Washington’s Department of Labor and Industries offers the ability for workers in various “program areas”—you can think of them like occupations—to keep track of their license or certification, to legally work contracts within the state. Initially, the plumbing program area needed an update to this service, which eventually grew to include all program areas.

During the course of this project, I modernized the design of application screens and content pages, brought them in line with the site's existing responsive framework, improved the user experience for logged in users, and dug into the code to make HTML and CSS improvements, and more.

Role: UX Designer
Duties:
  • visual design, UX design, user testing, UI development, front-end development, unit test writing
Manager: Robyn Garcia
Developer: Jeremy Schrader
Screenshot of the certification and licensing logged in screen.

Design

The Problem

The interactive portion of the project was in need of an update, both aesthetically and from a usability perspective. The development team was updating the application to a more modern framework and it was a good opportunity for me to explore how to make improvements to the user’s three primary goals: renewing their license or certification, printing their license or certificate, and keeping their address up to date.

Screenshot of the certification and licensing logged in screen.

The original, bare bones “profile” screen, once a worker had logged into the system.
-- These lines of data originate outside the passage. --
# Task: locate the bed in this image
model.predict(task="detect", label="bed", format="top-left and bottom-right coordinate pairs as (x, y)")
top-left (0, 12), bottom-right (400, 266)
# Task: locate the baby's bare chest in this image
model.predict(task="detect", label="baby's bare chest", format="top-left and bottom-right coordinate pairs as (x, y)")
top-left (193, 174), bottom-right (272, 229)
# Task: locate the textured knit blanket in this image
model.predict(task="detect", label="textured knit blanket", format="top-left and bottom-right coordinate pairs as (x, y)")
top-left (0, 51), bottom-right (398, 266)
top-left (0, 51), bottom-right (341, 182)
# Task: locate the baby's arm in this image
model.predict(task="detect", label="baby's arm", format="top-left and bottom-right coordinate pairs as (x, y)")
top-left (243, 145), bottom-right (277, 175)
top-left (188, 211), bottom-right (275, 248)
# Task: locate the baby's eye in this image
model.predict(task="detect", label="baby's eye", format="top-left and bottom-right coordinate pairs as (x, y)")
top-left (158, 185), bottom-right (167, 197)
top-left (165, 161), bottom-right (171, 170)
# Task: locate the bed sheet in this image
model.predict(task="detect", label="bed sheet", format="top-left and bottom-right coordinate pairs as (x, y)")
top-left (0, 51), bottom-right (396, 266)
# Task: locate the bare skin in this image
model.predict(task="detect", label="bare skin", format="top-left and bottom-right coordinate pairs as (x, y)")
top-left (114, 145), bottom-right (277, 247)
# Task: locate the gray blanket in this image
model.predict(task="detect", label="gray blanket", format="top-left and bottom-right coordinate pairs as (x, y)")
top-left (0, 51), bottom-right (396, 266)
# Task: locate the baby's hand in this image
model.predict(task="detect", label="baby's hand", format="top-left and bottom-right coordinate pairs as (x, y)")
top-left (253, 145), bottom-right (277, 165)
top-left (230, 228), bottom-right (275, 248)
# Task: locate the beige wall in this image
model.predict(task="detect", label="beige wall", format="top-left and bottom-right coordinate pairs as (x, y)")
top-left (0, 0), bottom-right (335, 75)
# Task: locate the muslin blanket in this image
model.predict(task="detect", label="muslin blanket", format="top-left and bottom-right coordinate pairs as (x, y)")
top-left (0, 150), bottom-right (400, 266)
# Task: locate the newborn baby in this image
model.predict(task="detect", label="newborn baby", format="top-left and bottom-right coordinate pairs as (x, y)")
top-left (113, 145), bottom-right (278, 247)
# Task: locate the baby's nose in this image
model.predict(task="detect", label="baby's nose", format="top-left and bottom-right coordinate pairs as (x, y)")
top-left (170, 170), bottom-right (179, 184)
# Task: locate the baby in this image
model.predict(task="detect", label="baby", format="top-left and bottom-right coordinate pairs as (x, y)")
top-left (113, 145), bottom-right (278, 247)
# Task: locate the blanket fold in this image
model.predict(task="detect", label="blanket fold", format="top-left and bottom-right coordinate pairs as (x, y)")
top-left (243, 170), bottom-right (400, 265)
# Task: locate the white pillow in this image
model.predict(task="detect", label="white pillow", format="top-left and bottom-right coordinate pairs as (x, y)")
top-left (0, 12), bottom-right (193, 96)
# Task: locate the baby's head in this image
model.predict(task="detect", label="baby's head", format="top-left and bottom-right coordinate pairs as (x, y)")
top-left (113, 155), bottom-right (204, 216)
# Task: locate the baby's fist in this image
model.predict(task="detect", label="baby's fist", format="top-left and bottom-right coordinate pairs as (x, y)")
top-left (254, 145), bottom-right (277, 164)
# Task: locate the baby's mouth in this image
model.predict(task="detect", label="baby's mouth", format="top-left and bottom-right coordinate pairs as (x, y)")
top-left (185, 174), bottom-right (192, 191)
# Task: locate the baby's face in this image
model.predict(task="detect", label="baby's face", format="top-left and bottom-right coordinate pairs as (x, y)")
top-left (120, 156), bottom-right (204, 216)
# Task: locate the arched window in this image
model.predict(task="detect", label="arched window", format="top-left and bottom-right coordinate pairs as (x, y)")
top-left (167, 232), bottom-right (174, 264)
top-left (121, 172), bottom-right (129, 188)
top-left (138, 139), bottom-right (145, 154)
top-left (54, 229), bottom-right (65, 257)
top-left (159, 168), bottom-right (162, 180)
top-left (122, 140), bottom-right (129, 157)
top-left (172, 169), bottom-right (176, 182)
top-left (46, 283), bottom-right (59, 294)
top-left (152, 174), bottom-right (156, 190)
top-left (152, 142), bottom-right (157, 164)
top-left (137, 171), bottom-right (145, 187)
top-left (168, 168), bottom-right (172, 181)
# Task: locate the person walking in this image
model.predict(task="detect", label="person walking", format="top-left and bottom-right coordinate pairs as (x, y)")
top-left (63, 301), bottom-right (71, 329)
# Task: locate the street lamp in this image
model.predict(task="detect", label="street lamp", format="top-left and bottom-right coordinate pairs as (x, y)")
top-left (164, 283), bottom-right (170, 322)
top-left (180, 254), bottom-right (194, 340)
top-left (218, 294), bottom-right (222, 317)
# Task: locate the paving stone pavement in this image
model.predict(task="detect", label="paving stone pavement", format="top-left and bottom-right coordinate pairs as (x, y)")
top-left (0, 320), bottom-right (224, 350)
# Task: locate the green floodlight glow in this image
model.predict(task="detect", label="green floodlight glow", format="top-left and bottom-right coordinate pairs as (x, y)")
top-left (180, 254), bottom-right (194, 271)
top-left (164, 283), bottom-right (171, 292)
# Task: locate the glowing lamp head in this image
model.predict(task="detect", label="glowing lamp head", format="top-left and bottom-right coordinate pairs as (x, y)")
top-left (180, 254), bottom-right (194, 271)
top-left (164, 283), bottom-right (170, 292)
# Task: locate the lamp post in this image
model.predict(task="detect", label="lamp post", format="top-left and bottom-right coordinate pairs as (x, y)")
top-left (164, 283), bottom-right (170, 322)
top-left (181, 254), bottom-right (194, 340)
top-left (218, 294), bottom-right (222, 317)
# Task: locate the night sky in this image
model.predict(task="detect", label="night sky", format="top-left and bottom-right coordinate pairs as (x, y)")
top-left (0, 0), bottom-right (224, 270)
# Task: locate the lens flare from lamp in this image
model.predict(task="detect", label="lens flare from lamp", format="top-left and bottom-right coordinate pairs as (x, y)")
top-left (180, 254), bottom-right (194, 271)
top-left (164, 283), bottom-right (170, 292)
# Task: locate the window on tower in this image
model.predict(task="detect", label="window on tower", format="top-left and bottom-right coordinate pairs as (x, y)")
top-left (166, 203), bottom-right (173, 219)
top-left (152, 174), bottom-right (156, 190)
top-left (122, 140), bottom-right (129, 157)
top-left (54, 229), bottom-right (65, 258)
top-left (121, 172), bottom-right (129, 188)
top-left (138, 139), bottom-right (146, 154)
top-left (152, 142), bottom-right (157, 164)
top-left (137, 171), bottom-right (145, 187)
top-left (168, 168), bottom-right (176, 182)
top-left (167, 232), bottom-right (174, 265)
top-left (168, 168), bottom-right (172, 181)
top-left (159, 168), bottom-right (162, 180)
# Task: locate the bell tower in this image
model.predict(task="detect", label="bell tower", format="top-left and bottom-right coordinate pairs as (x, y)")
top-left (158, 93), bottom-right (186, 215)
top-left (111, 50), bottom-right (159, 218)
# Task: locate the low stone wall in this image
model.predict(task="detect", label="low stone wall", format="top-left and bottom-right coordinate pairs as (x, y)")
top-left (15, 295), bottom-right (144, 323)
While technically it allowed them to manage their license or certificate, it did not offer much guidance.

The existing landing page was barren, with three lonely buttons in the middle of the screen. There were three key problems that needed to be solved:

  1. Users were often confusing the renewal and reprinting actions. While some text was available on the page, ostensibly to help clarify things, it was totally redundant, saying nothing more than what the buttons were already communicating.
  2. Users weren’t keeping their addresses up to date.
  3. Apprentices, in particular, struggled to fully understand their progress toward their journey-level status. That information just wasn’t available to them anywhere in this application.
Screenshot of the certification and licensing logged in screen.

Apprentices would receive an error about their educational status, but they had to go elsewhere to figure out what credits they still needed.

The Solution

I immediately saw an opportunity to turn that landing page into something that looked more like a profile screen. I added available details about the person who was logging in, including putting their address front and center, so they could clearly see when it was out of date. You can see the transformation in the screenshot near the top of this page.

I also added some clarifying text under the renew and reprint actions that explicitly told the user what they could expect when they went to manage their license or certification. This was validated during my live user tests, when all of my test subjects were able to quickly put themselves on the right path to complete their specific tasks without making mistakes.

For apprentices, I expanded the use of the renewal page to include progress tracking information, so they could better understand their progress toward becoming a journey-level worker in their industry. We eventually used this page for all workers in the system to track their progress if the system had that data available.

Screenshot of the certification and licensing logged in screen.

Apprentices can now see what educational requirements they have yet to meet before they can become a journey-level worker.

Other Improvements

I made other improvements throughout the application, cleaning up screens and minimizing the data-ink ratio as much as I could, in order to reduce the amount of reading, and increase comprehension. I also focused on the receipt pages. Often times the receipts included temporary licenses or certificates that would need to be presented when doing work. I wanted to spruce them up a bit and make them more presentable when they were printed out at home, so they could have a formal certificate.

An example receipt page with a temporary certificate included.

I also took some time to dig into the content side of things, re-writing pages in an effort to create a clearer understanding of the process, improve calls to action, and actually get users into the application from the external website. In live testing, users found it significantly easier to complete their tasks with these new content considerations in place.

UI Development

Finally, I even got to do some coding on this project. Because I’ve been building websites since the 90s, after my designs were passed on to the front-end developers, I switched into UI developer mode and helped them to fine-tune their HTML and CSS code, so that it would more closely match the designs I provided in the mock-ups. I helped lock in a detail-oriented, professional presentation. Because the new application was built using a responsive framework, I also wanted to ensure that new patterns I created broke down nicely in a mobile context.